Special Categories of Personal Data

Clinical research often involves processing “special categories of personal data,” which is a designation for sensitive data types like information about a person’s health. Serbian Law on Personal Data Protection imposes stricter requirements for processing special categories of data. However, there are specific exceptions that allow for the processing of such data under certain conditions.
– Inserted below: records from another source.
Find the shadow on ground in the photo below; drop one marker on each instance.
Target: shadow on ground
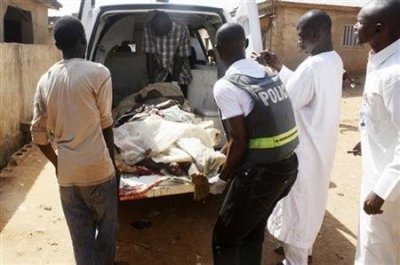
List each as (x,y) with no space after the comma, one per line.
(19,177)
(176,230)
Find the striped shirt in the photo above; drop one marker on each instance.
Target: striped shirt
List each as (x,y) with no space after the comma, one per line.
(175,43)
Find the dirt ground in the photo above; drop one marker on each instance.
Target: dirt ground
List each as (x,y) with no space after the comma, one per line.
(171,230)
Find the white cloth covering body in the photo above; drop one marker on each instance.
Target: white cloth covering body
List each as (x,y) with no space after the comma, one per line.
(315,89)
(379,235)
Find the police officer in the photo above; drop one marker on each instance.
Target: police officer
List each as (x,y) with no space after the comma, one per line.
(261,131)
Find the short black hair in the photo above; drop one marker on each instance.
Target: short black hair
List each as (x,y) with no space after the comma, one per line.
(68,31)
(316,20)
(229,33)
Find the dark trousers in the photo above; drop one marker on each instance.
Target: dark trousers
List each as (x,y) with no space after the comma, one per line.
(92,217)
(252,195)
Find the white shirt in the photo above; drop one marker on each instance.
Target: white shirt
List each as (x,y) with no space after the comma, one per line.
(231,100)
(379,235)
(73,102)
(315,89)
(380,123)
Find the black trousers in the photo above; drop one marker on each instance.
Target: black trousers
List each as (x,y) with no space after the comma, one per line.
(252,195)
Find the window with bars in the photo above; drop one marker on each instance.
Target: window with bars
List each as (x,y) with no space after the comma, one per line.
(349,37)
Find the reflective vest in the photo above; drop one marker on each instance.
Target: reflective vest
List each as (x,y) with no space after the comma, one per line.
(271,126)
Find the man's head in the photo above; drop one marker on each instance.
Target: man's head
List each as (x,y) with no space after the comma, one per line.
(231,43)
(378,23)
(70,36)
(314,31)
(160,23)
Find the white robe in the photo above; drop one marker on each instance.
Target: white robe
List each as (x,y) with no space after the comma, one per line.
(315,89)
(379,235)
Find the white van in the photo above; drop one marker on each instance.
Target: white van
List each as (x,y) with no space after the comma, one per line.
(109,24)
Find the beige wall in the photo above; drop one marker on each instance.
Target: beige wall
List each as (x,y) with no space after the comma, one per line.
(21,66)
(39,18)
(282,38)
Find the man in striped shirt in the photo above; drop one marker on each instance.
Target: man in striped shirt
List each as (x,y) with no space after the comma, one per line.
(167,46)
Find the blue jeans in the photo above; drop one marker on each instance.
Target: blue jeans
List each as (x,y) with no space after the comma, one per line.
(92,216)
(252,195)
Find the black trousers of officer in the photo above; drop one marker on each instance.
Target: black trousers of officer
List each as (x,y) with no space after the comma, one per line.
(252,195)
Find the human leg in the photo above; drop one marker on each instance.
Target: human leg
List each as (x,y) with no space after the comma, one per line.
(294,255)
(104,204)
(378,239)
(250,200)
(81,225)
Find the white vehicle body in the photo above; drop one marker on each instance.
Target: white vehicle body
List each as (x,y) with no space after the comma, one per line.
(109,23)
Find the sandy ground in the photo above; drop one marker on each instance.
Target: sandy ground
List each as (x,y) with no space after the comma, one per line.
(178,229)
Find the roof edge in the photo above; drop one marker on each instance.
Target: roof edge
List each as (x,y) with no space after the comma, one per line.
(315,5)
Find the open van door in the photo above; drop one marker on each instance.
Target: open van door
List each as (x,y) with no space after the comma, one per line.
(247,16)
(86,16)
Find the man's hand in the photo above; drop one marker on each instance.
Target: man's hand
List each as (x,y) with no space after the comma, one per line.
(373,204)
(217,185)
(268,58)
(356,150)
(175,84)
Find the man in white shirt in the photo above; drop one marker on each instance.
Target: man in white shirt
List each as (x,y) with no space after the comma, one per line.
(73,103)
(315,89)
(260,162)
(379,228)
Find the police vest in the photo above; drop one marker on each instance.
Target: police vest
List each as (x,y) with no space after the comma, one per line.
(271,125)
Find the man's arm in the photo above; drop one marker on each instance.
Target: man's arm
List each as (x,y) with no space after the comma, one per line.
(49,153)
(39,127)
(388,185)
(237,146)
(109,138)
(150,67)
In the context of clinical research, the following exceptions may apply depending on the specific circumstances:

  • Explicit consent: The data subject has given explicit consent for the processing for one or more specific purposes unless the law provides that processing is not carried out on the basis of consent.
  • Protection of vital interests: Processing is necessary to protect the vital interests of the data subject or of another natural person where the data subject is physically or legally unable to give consent.
  • Public interest in public health: Processing is necessary for reasons of public interest in the area of public health, such as protecting against serious cross-border threats to health or ensuring high standards of quality and safety of healthcare and medicinal products or medical devices;
  • Public interest archiving, scientific or historical research, and statistical purposes: Processing is necessary for archiving purposes in the public interest, for scientific or historical research purposes, or for statistical purposes.

 

Therefore, while appointing a Data Protection Officer (DPO) and/or Data Representative is mandatory for clinical research projects in Serbia, a comprehensive understanding of the legal basis for data processing and the use of special categories of personal data is equally important. This knowledge ensures your research adheres to data protection regulations while fulfilling its goals.

 

4. Prioritize Data Protection for Ethical and Legal Research

 

Conducting clinical research in Serbia demands a meticulous approach to data protection. This is not merely a box-ticking exercise; it’s fundamental to ethical research practices, participant trust, and overall research success.

The Importance of Data Protection in Clinical Research:

  • Participant Trust

Robust data protection measures are paramount for building and maintaining trust with research participants. When individuals understand how their personal data will be handled, they are more likely to participate in clinical trials.

  • Research Integrity

Strong data protection safeguards ensure the integrity of research data, minimizing the risk of data breaches, manipulation, or misuse. This is crucial for generating reliable and trustworthy research outcomes.

Non-compliance can lead to severe consequences, such as:

  • Administrative Fines

Non-compliance with data protection regulations can result in substantial fines (up to 2 million RSD), significantly impacting research budgets and potentially jeopardizing the financial viability of research projects.

  • Delays in Clinical Trials

Regulatory investigations and non-compliance issues can lead to significant delays in clinical trial timelines, potentially impacting research progress;

  • Reputational Damage

Data breaches and non-compliance can severely damage the reputation of research institutions, investigators, and sponsors, eroding public trust and hindering future research collaborations.

To ensure robust data protection, it can be crucial to engage with experts specializing in data protection who can act as DPOs or Data Representatives in Serbia. Their expertise will be invaluable in developing and implementing a proactive data protection strategy, and conducting regular reviews to maintain ongoing compliance with Serbian (and other) data protection regulations.